Geschäftsbericht 2014.2015Keine halben Sachen für einen ganzen Planeten

Mehr Geld führt nicht automatisch zu mehr Klimaschutz. Erst recht nicht, wenn nur eine Hälfte der Welt investiert, während in der anderen Hälfte die Emissionen steigen. Ein Umdenken wäre erforderlich.

„Denke global, handle lokal.“ Das Thema Klimaschutz ist schon lange keine abstrakte Debatte im politischen Raum mehr. Der Klimawandel ist in den vergangenen 30 Jahren in den Mittelpunkt des politischen und des gesellschaftlichen Interesses gerückt. Das Kyoto-Protokoll im Jahr 1992 und die Konferenz von Kopenhagen im Jahr 2009 markieren dabei Durchbruch und Höhepunkt.

Unzählige Initiativen wurden ins Leben gerufen, von der Europäischen Union über die Mitgliedstaaten bis hin zu Landesregierungen und Kommunen. Gesetze und Vorschriften wurden erlassen; neue Märkte für Energieeffizienz und erneuerbare Energien sind entstanden.

Klimaschutz und Klimapolitik haben Eingang in nahezu jeden Lebensbereich gefunden. Klimaschutz ist überall und um uns herum, am Arbeitsplatz, zu Hause und auf Reisen.

 

Von Kyoto nach Paris

 

Die Vielfalt der Themen und Regeln ist inzwischen kaum noch zu überblicken. Alltägliche Fragen des Konsums können zu Grundsatzentscheidungen werden. Wir drohen im Klein-Klein des politischen Alltags die globalen Zusammenhänge aus den Augen zu verlieren und die Relationen zu verkennen.

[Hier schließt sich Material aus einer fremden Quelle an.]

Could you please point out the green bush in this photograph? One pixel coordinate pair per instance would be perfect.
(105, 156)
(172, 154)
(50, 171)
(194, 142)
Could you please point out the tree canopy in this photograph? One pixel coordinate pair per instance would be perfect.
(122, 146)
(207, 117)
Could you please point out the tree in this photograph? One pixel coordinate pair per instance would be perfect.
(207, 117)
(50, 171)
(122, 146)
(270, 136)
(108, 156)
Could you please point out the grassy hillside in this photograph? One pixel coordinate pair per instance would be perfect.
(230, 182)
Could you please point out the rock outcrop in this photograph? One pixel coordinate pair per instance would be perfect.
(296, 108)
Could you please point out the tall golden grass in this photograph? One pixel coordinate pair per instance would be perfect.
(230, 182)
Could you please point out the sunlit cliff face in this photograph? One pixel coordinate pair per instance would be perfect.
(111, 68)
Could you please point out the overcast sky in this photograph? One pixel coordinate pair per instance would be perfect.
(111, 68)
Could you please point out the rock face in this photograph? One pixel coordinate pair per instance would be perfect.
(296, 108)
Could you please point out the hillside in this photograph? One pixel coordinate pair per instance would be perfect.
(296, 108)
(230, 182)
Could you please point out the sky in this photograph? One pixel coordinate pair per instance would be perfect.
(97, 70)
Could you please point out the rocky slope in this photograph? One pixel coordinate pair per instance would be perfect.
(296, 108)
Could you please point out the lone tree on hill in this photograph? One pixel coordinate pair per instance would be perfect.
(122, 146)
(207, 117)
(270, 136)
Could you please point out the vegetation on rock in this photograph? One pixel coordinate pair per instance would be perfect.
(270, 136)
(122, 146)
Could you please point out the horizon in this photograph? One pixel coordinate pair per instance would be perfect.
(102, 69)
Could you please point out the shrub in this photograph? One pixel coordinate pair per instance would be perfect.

Während einige Kommunen mit öffentlichen Mitteln die Vollversorgung aus erneuerbaren Energien anstreben, erzeugt ein neu gebautes Kohlekraftwerk in China fünf Millionen Tonnen CO2. Allein dieses Beispiel zeigt: Der Klimawandel ist eine globale Herausforderung und bedarf globaler Strategien. Wer dies missachtet und stattdessen nur noch den Alltag der Bürger hierzulande in den Fokus nimmt, gefährdet perspektivisch die Glaubwürdigkeit und Bedeutung der Klimapolitik.

 

Nicht Geld allein zählt

 

Der gesellschaftliche Anspruch an Politik und Wirtschaft lässt sich in den Schlagworten effektiver und kosteneffizienter Klimaschutz zusammenfassen. Eine Maßnahme greift nicht unbedingt besser, wenn sie mehr Geld kostet. Dies ist anhand zahlreicher Beispiele zu belegen und betrifft ebenso den Klimaschutz. Wenn eine Hälfte der Welt versucht, ihre Treibhausgasemissionen zu mindern, hat dies nur eine positive Wirkung, wenn in der anderen Hälfte die Emissionen nicht in gleicher Höhe steigen.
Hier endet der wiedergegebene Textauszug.